On the weekend of August 7, 2015, it was discovered that an experienced hiker, Lance Crosby, 63, had been reported missing within Yellowstone National Park and a bear attack was suspected. It was noted early on that while the man was an experienced hiker and knew the region, he was in a popular area off-trail within the park. Very shortly after the initial report, the Washington Post released an article stating that it was indeed a bear attack against the hiker and the female bear thought to be responsible had been captured within the following hours.
The mama bear captured, and her cubs had been detained by officials and the adult female bear was being DNA tested for her involvement in the crime of killing the hiker within her natural terrain. Additionally, authorities would be using paw prints as well to verify if the female bear was involved. Officials were reported in the Washington Post as stating that if there were indeed witnesses who could speak up for the bear, proclaiming her natural defense of herself and her cubs from a human, then she would be more likely spared her life. Without a human witness to speak on her behalf, her life would be destroyed and possibly the cubs as well for being associated in the crime.
Now, on the week of August 18, a Montana man has lost his life and to compensate for this, a mama bear has been sentenced to death and destroyed. After her capture and jailed detainment by authorities, her DNA testing and paw prints did, in fact, link her to being involved in the man’s death.
Officials have proclaimed that the cubs are most probably too young to survive without their mother, who has now been killed, so to spare their lives they will hand them over to a zoo to be held captive and jailed for the remainder of their years on earth.

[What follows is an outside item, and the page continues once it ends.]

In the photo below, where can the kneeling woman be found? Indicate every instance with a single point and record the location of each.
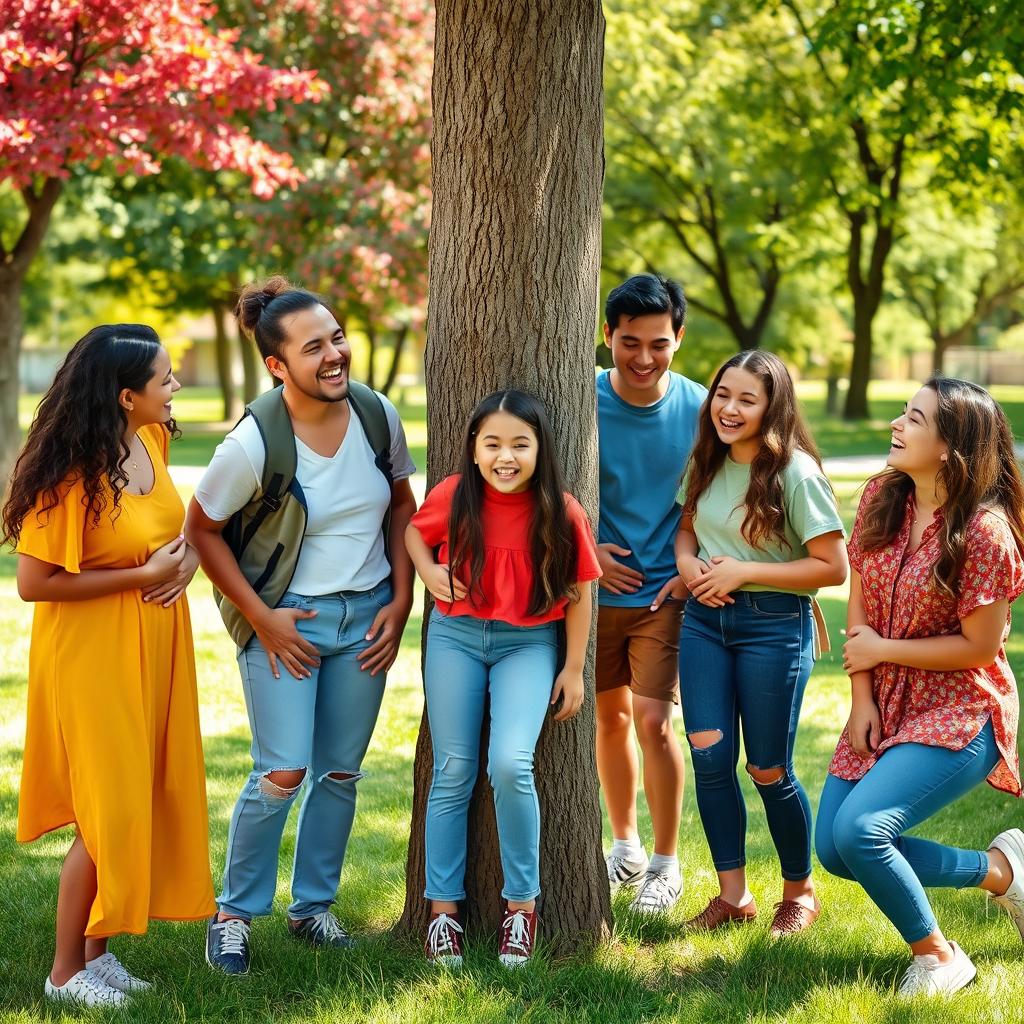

The verdict for the need to condemn the mama bear to a death sentence and the cubs to be jailed for life: the man was destroyed more than what authorities believe to be normal for defense and thereby, the bears are deemed to have murdered.
Following this story, it reads more like a murder charge against an aggravated armed robber who broke into a family’s home to assault and needlessly kill people rather than an accident with a human willingly entering into the wilderness knowing the risk involved by being in the natural habitat of wildlife, including wildlife that is larger and more powerful than man.
We build homes and cities to congregate together and form our societies while wildlife has maintained their homes within the natural habitats that Mother Nature supplied for them. When we enter into their neighborhood, we must respect and understand exactly what we are walking into. Whether you are a novice or experienced hiker, situations can still arise that may be less than invited.
There can be unfortunate times it is understandable to euthanize an animal such as coming into a populated area and killing people or when animals have been infected with an invasive disease. But, as urban sprawl has become a problem in so many areas, should we really punish wildlife for doing what comes natural to them in their home areas when feeling cornered or protecting themselves and offspring from other mammals, including humans? It is sad when accidents happen and a person becomes a victim, but accidents do happen and the best thing that can be done is to learn from them and not make others pay for a mistake that led to an unfortunate event.
So what can this story teach us? To travel safely whether it be out in the neighborhood of wilderness or on the streets of our society’s cities. When you venture out into the wilderness ensure that you travel with products to help keep you safe, try traveling with a partner or group, and know the policies.
As a society, we have produced guidelines to follow and majority of the policies that have been put in place are there in order to help deem a safe environment; for that reason, we should adhere to those policies in an attempt to stay safe. Sometimes to protect ourselves and family, it also coincides with protecting nature and the animals that call the wilderness their home.